RSF, l’instrument médiatique de l’OTAN

RSF, l'instrument médiatique de l'OTAN
Le média français France 24 indique ce samedi que l’ONG, Reporters Sans Frontières RSF a déposé plainte devant la Cour pénale internationale, accusant la Russie de crime de guerre suite à la frappe visant la tour de la télévision ukrainienne à Kiev.
RSF s’est basé sur des images du média propagandiste de France24, qui annonce le décès de cinq personnes.
RSF, en mode sélectif
Étonnement, l’ONG présidé par Christophe Deloire digne héritier de Robert Ménard, n’a pas soufflé mot au sujet de l’interdiction des médias russes RT et Sputnik, ou même défendre la journaliste et correspondante Anne Laure Bonnel, lynchée par les propagandistes de la Mainstream pour avoir dénoncé des crimes contre l’humanité commis par les Ukrainiens dans le Donbass, évoquant notamment 13 000 morts depuis 2014 dans la région.
RSF rattrapé par  l’assassinat de journalistes en Irak par l’armée américaine en 2003
Dans son livre « La face cachée de Reporters sans frontières » le journaliste Maxime Vivas accuse RSF d’avoir fermé l’œil sur l’assassinat de journalistes à Baghdad par l’armée américaine, lors de l’invasion de l’Irak en 2003.

Pour Maxime Vivas, les mécènes de RSF sont la CIA, la NED, l’USAID, l’Open Society de Soros et divers autres oligarques.
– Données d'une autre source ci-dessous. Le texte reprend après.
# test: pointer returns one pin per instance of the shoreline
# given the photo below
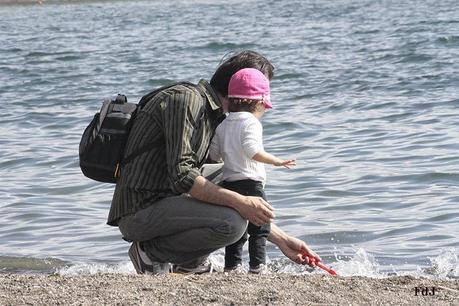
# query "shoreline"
(224, 289)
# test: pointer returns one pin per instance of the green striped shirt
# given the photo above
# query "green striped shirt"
(186, 121)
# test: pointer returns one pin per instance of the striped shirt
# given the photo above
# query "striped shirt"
(186, 120)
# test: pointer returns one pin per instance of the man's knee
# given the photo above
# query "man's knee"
(233, 227)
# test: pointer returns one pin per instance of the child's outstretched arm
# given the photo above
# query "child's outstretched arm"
(267, 158)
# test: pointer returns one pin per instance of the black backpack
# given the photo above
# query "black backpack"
(102, 145)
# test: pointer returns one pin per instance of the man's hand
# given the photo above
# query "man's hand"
(256, 210)
(294, 248)
(299, 252)
(286, 163)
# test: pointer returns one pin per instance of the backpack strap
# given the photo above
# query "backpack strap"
(143, 101)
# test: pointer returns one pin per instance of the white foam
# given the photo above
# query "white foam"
(361, 264)
(81, 269)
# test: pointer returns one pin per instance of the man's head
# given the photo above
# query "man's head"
(245, 59)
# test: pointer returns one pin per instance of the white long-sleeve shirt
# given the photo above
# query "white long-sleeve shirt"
(237, 139)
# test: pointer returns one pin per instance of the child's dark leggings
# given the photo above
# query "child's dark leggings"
(258, 234)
Celui qui paie l’orchestre choisit la musique dit-on.

Ironie du sort, le 8 avril 2003, à la veille de la chute du régime irakien de Saddam Hussein, et au moment ou les combats font rage, un char de l’armée américaine tire sur des journalistes qui logeaient à l’hôtel la Palestine, tuant deux journalistes dont un cameraman ukrainien de l’agence Reuters, Taras Protsyuk.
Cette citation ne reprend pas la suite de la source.